You have an array $a$ of size $n$, initially filled with zeros ($a_1 = a_2 = \ldots = a_n = 0$). You also have an array of integers $c$ of size $n$.

Initially, you have $k$ coins. By paying $c_i$ coins, you can add $1$ to all elements of the array $a$ from the first to the $i$-th element ($a_j \mathrel{+}= 1$ for all $1 \leq j \leq i$). You can buy any $c_i$ any number of times. A purchase is only possible if $k \geq c_i$, meaning that at any moment $k \geq 0$ must hold true.

Find the lexicographically largest array $a$ that can be obtained.

An array $a$ is lexicographically smaller than an array $b$ of the same length if and only if in the first position where $a$ and $b$ differ, the element in array $a$ is smaller than the corresponding element in $b$.

The first line contains a single integer $t$ ($1 \leq t \leq 10^4$) — the number of test cases.
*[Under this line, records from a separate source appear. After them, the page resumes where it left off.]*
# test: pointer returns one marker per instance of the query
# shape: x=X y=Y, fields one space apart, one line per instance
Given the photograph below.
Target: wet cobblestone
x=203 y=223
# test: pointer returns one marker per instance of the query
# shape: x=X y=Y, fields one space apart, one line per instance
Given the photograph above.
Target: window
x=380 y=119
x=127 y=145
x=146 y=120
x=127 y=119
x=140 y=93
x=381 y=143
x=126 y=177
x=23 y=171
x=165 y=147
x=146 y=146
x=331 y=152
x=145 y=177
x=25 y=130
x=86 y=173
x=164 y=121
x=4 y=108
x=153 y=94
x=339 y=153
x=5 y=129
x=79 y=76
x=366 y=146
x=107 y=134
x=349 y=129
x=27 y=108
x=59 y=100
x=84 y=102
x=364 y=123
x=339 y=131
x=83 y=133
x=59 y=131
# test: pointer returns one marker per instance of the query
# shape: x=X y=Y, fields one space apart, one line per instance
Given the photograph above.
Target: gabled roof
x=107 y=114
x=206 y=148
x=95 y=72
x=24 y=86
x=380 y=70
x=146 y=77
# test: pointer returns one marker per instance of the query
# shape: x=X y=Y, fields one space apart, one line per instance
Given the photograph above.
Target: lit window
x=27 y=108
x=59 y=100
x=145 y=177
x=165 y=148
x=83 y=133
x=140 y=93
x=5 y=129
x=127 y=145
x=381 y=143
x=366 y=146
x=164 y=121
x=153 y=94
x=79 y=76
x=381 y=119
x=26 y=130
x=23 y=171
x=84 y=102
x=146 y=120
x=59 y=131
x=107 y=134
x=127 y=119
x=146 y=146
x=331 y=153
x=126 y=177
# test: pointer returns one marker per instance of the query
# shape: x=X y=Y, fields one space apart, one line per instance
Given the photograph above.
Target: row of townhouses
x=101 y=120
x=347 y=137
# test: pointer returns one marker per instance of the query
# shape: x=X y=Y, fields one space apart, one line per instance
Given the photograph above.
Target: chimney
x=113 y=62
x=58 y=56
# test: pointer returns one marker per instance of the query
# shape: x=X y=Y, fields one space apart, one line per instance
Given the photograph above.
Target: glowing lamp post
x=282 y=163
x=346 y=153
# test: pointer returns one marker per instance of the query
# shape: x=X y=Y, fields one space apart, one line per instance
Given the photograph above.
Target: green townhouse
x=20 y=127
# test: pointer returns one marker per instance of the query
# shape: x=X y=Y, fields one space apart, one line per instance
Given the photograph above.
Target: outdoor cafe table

This is followed by a description of the test cases.

The first line of each test case contains a single integer $n$ ($1 \leq n \leq 2 \cdot 10^5$) — the size of arrays $a$ and $c$.

The second line of each test case contains $n$ integers $c_1, c_2, \ldots, c_n$ ($1 \leq c_i \leq 10^9$) — the array $c$.

The third line of each test case contains a single integer $k$ ($1 \leq k \leq 10^9$) — the number of coins you have.

It is guaranteed that the sum of all $n$ values across all test cases does not exceed $2 \cdot 10^5$.

For each test case, output $n$ integers $a_1, a_2, \ldots, a_n$ — the lexicographically largest array $a$ that can be obtained.